Я снимаю перчатки, измазанные грязью, беру чью-то винтовку. Замфир делает то же, еще двое поднимаются за нами.
— Стреляйте не целясь, быстро...
При звуке наших выстрелов те, шедшие беспечно, как па прогулку, кидаются на землю.
— Не понимаю, чего они тянут?.. Их так много, давно уже могли бы добежать и взять нас тепленькими, — говорит один солдат.
— Немец человек расчетливый, — объясняет Замфир. — Зачем ему терять людей, если он может взять нас струментом?
Артиллерия внезапно открывает огонь, захлебываясь отчаянной злобой...

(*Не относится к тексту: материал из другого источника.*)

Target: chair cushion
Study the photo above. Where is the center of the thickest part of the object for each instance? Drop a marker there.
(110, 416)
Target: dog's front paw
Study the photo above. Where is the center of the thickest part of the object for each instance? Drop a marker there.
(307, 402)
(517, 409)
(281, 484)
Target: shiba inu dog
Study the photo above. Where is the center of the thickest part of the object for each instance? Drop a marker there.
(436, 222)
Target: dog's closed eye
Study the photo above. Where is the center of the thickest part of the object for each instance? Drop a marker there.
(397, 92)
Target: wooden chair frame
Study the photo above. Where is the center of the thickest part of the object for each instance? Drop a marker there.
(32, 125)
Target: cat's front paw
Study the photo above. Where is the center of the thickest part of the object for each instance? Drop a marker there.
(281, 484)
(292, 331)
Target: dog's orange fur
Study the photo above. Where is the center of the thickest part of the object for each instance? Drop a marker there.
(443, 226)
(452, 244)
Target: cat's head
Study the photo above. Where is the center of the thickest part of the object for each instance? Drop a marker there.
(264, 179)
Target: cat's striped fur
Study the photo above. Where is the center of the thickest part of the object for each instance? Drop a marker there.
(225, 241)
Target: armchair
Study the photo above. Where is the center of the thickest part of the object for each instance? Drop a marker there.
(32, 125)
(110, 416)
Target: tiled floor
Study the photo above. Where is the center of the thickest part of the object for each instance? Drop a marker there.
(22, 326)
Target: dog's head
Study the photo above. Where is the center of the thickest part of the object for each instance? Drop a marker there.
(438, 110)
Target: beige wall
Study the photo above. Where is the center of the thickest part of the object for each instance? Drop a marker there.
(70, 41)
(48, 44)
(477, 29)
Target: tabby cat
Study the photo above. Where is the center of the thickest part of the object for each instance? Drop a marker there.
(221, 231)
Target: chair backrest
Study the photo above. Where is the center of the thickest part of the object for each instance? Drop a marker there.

Снова яд страха у нас в крови. И ведь мы знали, что ничего не кончилось, но возобновившийся огонь кажется неожиданным. И вдруг вздрагиваю: дурная примета. И выбрасываю пачку писем... Мне кажется, есть какая-то связь между этими украденными письмами и неуловимой игрой случайности, посылающей снаряд на полметра левее или правее. Бросаю и фотоаппарат, но прорезиненный плащ все же оставляю... так ужасно я боюсь холода.
Снаряды, падающие в болото, снова покрывают наши лица грязью, другие, то приближаясь, то удаляясь, нащупывают край оврага. Каждый взрыв оглушает нас ужасным .металлическим скрежетом, словно жестяные вагоны грохаются на асфальт откуда-то сверху, словно огромный молот забивает нам в уши железные колья.

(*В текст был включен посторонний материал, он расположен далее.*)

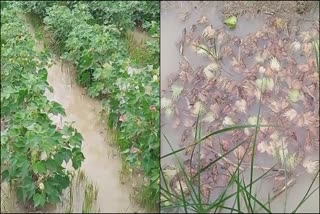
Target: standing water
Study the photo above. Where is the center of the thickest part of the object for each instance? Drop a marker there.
(184, 24)
(101, 167)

Взрыв снаряда — как крушение поезда. Кто .мог бы перенести шестьсот-семьсот крушений за один-единственный день?
Снаряд попал в кромку обрыва... Мне кажется, что двое моих солдат, стоявших поблизости, задеты осколками, но не .могу в этом убедиться, потому что глаза мои вдруг сами собой закрываются и тело выгибается в эпилептической конвульсии.
— Послушай, Думитре, брось ты этот плащ, «чтоб было легче бежать»! — и я кидаюсь вперед, потому что у меня такое ощущение, словно мы стоим в могиле. Начинается безнадежная гонка по руслу ручья, напоминающая отчаянное бегство конного адъютанта. Метрах в двухстах — новый обрывистый изгиб. Мы добегаем до него трое, потому что от остальных нас отделили взмывающие в воздух, огромные, как башни, фонтаны земли и дыма.
Здесь мы находим восемь или девять человек из моего взвода, ожидающих подходящего момента, чтобы бежать дальше.
Сзади мчатся еще двое из тех, что были со мной. Подбегая, они не ложатся, они плюхаются на землю и только потом внимательно оглядываются.